Tutto questo insieme e grazie al supporto della mia famiglia e di chi mi assiste: l’affetto dei miei cari e degli amici è l’essenza che mi dà la forza per andare avanti. È fondamentale essere seguiti da più specialità mediche e questo, nel mio caso, significa do­ver correre tra Torino, Saluzzo, Savigliano e Cuneo perché purtroppo non c’è un team multidisciplinare in un unico punto della provincia».

Proprio l’ex capitano del Genoa Gianluca Signorini disse: “Vorrei che la mia vita riprendesse da dove si è fermata”. È davvero una vita che si ferma quella che incontra la Sla? Come la si mantiene “in movimento”?
«Io sono sempre speranzosa, ma senza pensarci troppo: vivo cercando di non farmi illusioni e cercando di raccogliere quello che la vita mi offre. Mi considero molto fortunata perché ho accanto delle persone che mi aiutano sia fisicamente che emotivamente ad andare avanti, che riescono a darmi la forza che mi manca. Ad oggi posso ancora lavorare, utilizzare il computer e il telefono.

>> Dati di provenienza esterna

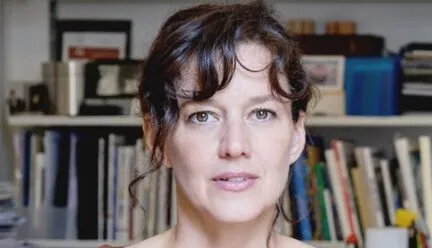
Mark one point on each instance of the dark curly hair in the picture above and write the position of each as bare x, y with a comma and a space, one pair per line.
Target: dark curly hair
208, 35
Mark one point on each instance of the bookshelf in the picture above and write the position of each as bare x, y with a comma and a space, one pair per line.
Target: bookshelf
132, 121
93, 244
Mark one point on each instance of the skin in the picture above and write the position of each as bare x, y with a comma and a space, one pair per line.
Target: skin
241, 128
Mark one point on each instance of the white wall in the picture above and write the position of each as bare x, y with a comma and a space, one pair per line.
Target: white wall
398, 22
26, 38
27, 24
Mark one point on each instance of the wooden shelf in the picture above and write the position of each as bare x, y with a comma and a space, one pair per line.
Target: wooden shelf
130, 121
46, 121
369, 121
95, 244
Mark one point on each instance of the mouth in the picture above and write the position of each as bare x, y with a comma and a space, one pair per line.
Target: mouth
235, 182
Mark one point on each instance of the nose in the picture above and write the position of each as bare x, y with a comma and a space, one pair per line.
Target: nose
235, 141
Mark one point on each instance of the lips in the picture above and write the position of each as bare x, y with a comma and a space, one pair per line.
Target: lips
234, 177
235, 182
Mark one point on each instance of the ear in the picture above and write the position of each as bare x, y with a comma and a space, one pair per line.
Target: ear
299, 138
148, 132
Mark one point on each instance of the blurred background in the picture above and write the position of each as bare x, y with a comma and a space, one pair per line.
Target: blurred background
70, 137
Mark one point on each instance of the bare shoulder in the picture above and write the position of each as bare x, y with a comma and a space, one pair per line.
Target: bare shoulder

Non mi sono fermata, quello che posso lo faccio da sola e ho imparato a chiedere aiuto: così posso fare molto di più».

Che cosa si aspetta dal futuro?
«La speranza, l’amore per la vita e il poter essere d’aiuto agli altri mi hanno permesso di andare avanti e di non fermarmi, a dispetto della malattia e nonostante le difficoltà. Avere la mente occupata è di grande aiuto e poter essere un punto di riferimento, insieme ai volontari dell’associazione Aisla Cu­neo, mi fanno semplicemente sentire bene. Spero che il futuro mi riservi tante opportunità a cui dire sì. Spero di vivere con serenità e con un bel sorriso da regalare agli altri!».